Nevertheless, the critical constitutional issue is one of due process and institutional competence. The PIA is an Act of the National Assembly enacted pursuant to Section 4 of the Constitution, and it enjoys the presumption of constitutionality until set aside or amended through recognised constitutional channels. Although Section 1(3) provides that any law inconsistent with the Constitution is void to the extent of the inconsistency, that determination is not self-executing; it falls within the exclusive province of the judiciary under Section 6. Similarly, any correction of perceived fiscal distortions within the PIA framework must proceed through legislative amendment by the National Assembly. The President's authority under Section 5(1) is confined to the execution and maintenance of existing laws; it does not extend to suspending, varying, or rendering inoperative provisions deliberately enacted by the legislature.

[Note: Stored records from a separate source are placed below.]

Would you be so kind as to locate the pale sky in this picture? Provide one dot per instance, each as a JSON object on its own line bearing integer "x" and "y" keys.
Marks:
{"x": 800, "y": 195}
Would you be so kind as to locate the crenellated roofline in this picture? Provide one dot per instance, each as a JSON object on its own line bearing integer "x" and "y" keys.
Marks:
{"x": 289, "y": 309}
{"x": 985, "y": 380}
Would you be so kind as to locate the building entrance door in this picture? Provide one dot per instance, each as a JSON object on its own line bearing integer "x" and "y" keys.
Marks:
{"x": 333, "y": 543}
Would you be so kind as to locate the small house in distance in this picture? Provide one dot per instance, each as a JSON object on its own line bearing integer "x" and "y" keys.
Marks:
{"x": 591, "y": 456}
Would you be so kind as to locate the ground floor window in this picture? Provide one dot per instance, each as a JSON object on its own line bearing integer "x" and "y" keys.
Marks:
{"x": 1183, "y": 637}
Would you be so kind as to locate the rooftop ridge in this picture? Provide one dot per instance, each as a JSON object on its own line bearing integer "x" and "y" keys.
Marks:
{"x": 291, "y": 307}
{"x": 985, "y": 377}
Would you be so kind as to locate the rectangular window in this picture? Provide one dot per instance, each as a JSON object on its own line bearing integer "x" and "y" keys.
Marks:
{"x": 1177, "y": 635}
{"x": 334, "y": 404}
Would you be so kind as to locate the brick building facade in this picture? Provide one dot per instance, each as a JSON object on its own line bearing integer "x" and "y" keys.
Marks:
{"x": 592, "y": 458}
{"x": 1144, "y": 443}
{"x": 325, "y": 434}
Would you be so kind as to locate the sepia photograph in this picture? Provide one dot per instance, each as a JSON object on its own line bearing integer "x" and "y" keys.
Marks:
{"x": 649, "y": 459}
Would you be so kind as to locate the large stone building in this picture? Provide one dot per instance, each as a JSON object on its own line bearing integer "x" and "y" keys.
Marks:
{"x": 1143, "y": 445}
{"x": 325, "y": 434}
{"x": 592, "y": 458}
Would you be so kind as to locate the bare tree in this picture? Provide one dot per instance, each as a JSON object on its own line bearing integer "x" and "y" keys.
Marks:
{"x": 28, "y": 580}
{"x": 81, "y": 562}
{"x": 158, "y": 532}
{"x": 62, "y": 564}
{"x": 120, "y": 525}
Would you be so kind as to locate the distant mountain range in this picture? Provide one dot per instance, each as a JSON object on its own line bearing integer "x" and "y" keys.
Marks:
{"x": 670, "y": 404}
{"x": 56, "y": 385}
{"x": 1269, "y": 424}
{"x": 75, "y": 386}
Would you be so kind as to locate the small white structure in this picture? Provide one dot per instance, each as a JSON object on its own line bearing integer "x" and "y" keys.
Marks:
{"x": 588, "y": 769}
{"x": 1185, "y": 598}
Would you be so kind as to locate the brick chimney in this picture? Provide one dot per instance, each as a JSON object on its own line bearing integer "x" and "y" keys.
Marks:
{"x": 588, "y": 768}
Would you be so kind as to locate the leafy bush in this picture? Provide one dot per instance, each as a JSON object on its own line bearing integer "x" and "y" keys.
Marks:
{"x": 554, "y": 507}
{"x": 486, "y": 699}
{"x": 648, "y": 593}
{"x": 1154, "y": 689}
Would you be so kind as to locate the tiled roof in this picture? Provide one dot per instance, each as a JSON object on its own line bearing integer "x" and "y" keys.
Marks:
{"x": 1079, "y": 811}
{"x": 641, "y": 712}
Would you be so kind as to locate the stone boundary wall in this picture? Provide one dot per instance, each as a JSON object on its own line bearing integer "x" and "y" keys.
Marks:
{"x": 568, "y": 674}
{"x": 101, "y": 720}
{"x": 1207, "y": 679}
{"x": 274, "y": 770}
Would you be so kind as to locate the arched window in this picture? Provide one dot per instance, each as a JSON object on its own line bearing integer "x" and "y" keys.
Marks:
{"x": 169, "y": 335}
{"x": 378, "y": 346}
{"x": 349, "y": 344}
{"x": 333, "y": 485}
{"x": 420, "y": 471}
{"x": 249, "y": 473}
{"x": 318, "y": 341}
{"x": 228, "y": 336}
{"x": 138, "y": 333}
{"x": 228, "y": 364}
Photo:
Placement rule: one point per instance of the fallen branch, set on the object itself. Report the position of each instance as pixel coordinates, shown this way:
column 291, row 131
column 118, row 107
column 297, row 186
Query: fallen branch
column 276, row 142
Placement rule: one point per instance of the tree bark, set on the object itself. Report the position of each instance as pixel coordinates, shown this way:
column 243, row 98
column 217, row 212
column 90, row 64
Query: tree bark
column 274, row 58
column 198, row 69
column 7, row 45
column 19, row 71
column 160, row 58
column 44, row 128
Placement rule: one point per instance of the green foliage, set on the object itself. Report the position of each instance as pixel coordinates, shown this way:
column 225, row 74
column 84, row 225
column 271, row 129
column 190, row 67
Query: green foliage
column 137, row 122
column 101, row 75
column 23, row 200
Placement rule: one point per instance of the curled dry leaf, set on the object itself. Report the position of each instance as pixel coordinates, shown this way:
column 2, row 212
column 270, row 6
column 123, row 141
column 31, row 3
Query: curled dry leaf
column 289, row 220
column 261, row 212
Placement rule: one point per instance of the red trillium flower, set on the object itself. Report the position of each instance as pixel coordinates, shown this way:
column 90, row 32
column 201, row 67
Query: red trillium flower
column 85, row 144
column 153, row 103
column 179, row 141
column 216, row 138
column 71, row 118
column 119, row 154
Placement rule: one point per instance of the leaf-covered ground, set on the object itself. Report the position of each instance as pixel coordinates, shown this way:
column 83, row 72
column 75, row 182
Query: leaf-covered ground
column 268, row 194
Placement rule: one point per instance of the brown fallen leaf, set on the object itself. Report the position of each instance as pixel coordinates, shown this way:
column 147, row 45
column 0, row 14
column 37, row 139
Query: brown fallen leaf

In this instance, given that the Executive Order suspends and redirects fiscal mechanisms expressly created under the PIA—particularly the statutory retentions and designated funds—it goes beyond mere administrative enforcement and enters the terrain of substantive statutory modification. Where an executive directive effectively displaces legislatively prescribed revenue structures without prior judicial invalidation or parliamentary amendment, it risks upsetting the constitutional balance. However, compelling the fiscal justification—especially against the backdrop of diminished net inflows to the Federation Account—the appropriate constitutional pathway would have been either legislative reform of the PIA or a judicial pronouncement on its validity. In the absence of either, the Order raises serious separation of powers concerns for bypassing the processes specifically reserved for the legislature and the courts.